Shakespeare lived in London from around 1590, but it seems he didn’t see himself as a Londoner. Appearing as a witness in a court case in 1611, he calls himself “William Shakespeare of Stratford” – a town he hadn’t lived in for over twenty years. Maybe in this respect he simply saw himself as others saw him: he was an outsider here in London, he probably spoke with a west midlands accent and dialect, home was three days away on horseback. And when the time came, he died where he was born, not where he’d lived.
Shakespeare’s part in the writing of “Sir Thomas More” reveals something of how plays were written in late-Elizabethan and Jacobean England. They were frequently collaborations, in this case involving around half a dozen different hands. Shakespeare was brought in to write a speech to be delivered by Thomas More, calling on Londoners to show some toleration towards the new faces in their midst, to abandon calls for them to be expelled from England. It’s a scene based on historical reality – More appears to have given such a speech – but the words are Shakespeare’s.
Given the parallels with his own circumstances, the speech he writes for More is in some ways surprisingly incoherent. It advances something like five separate arguments in trying to bring its audience onside. It begins with a warning: those who challenge “order” will be destroyed by disorder, because order protects them from harm: blood will have blood, as another of Shakespeare’s heroes observes. Next, a theological argument: the insurgents have taken up “arms against your God”, More tells them (to their alarm), because God has empowered the king and “willed you to obey”. “God forbid that” comes the response.
The theology continues: “what do you to your souls?” More asks – implying that repercussions may extend beyond this life and into the next – before enjoining the crowd to “kneel to be forgiven!” Now a more practical argument develops: rebels cannot quell mutinies, he tells them, suggesting that the momentum they’re generating may be hard to control. The speech closes with a veiled threat: if the king expels you and “you must needs be strangers”, you’ll be vulnerable to the kinds of dangers you wish on others.
This lack of coherence is reflected in the diverse registers the speech employs. At times, it’s academic and detached: “if you will mark”, More suggests with a professorial flourish, “You shall perceive how horrible a shape / Your innovation bears”. The mob may or may not have been persuaded by such formulae. More likely they’d be touched by the vivid images the speaker employs, the image of the knife at the throat perhaps, or of the “ruffians” who will “shark on you … like ravenous fishes” that “feed on one another”.

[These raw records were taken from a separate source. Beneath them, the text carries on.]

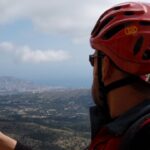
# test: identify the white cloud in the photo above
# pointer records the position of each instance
(74, 18)
(28, 55)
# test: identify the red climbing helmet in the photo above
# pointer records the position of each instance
(123, 34)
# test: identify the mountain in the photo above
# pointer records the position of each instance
(57, 119)
(10, 84)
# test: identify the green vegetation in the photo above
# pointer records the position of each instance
(57, 120)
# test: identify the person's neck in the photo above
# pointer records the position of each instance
(122, 99)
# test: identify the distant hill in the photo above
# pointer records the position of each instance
(10, 84)
(51, 120)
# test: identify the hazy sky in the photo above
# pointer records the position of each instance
(47, 41)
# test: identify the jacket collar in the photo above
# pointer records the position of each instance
(120, 124)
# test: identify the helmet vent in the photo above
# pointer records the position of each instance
(146, 55)
(113, 31)
(129, 13)
(138, 45)
(144, 23)
(117, 8)
(98, 27)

A parallel uncertainty informs the relationship the speaker draws with his audience. At times it is cosy and supportive: “Let me set up before your thoughts, dear friends, / One supposition”, he suggests at first, as he reminds them (professorial again) of a Christian duty to obey authority. But the conciliatory mood doesn’t last: disobedience is “a sin” he observes with a faint air of menace – to disobey the king is to disobey God, it seems – and here the mood changes as he enjoins the mob to “Wash your foul minds with tears” and strive for peace. One almost wonders if the reference to “dear friends” was ironical, even sarcastic.
Either way, it’s a powerful speech, and if it’s not always coherent, that may reflect the fact that the author wasn’t sure which angle to explore: More was a statesman and writer as well as a theological authority, and half a dozen playwrights collaborating on a single play may not agree on which trait takes precedence. But the purpose of the speech is to persuade – it’s ultimately a political speech, a manifesto for order, stability, obedience and civilised values – and one imagines that its theatre audiences will normally be as responsive as the audience on stage: “Faith, a says true: let’s do as we may be done to”.
It is also of course a literary speech, delivered by a semi-fictional character in a literary text. Its main rhetorical resource is similes, normally drawn from animals or natural geological features. We’ve already seen human beings likened to “ravenous fishes [that] feed on one another”; later comes the warning not to depend on people who will “Spurn you like dogs”. To do so to others, he concludes, amounts to “mountainish inhumanity” – a vivid if unfamiliar image that brings the speech to a close.
Many of Shakespeare’s plays reflect on the role of monarchs in the preservation of social order and on the place of kings in the cosmos. Few go so far as this speech in giving concrete shape to the relationship of monarch to God. Some of the theology here is detailed and tenuous, even presumptuous: we are told that to the king, God “hath his office lent / Of dread, of justice, power and command”. In the sense that Henry VIII was all-powerful, the speaker is probably right in this. But – “to add ampler majesty” – God has gone further, it seems, and “hath not only lent the king his figure, / His throne and sword, but given him his own name, / Calls him a god on earth”. This analysis may have been enough to persuade the Tudor masses back into line – this play suggests it was. A generation later, it was the sort of talk that cost the king his life.
One Response
I could wish that more of the play had been entrusted to Shakespeare. I find the rest very difficult to read, both for its rather awkward riming verse nd its lack of insight. The portrayal of More seems only to come to life during this speech and certain scenes at the end, though even they seem rather idealizing of the character.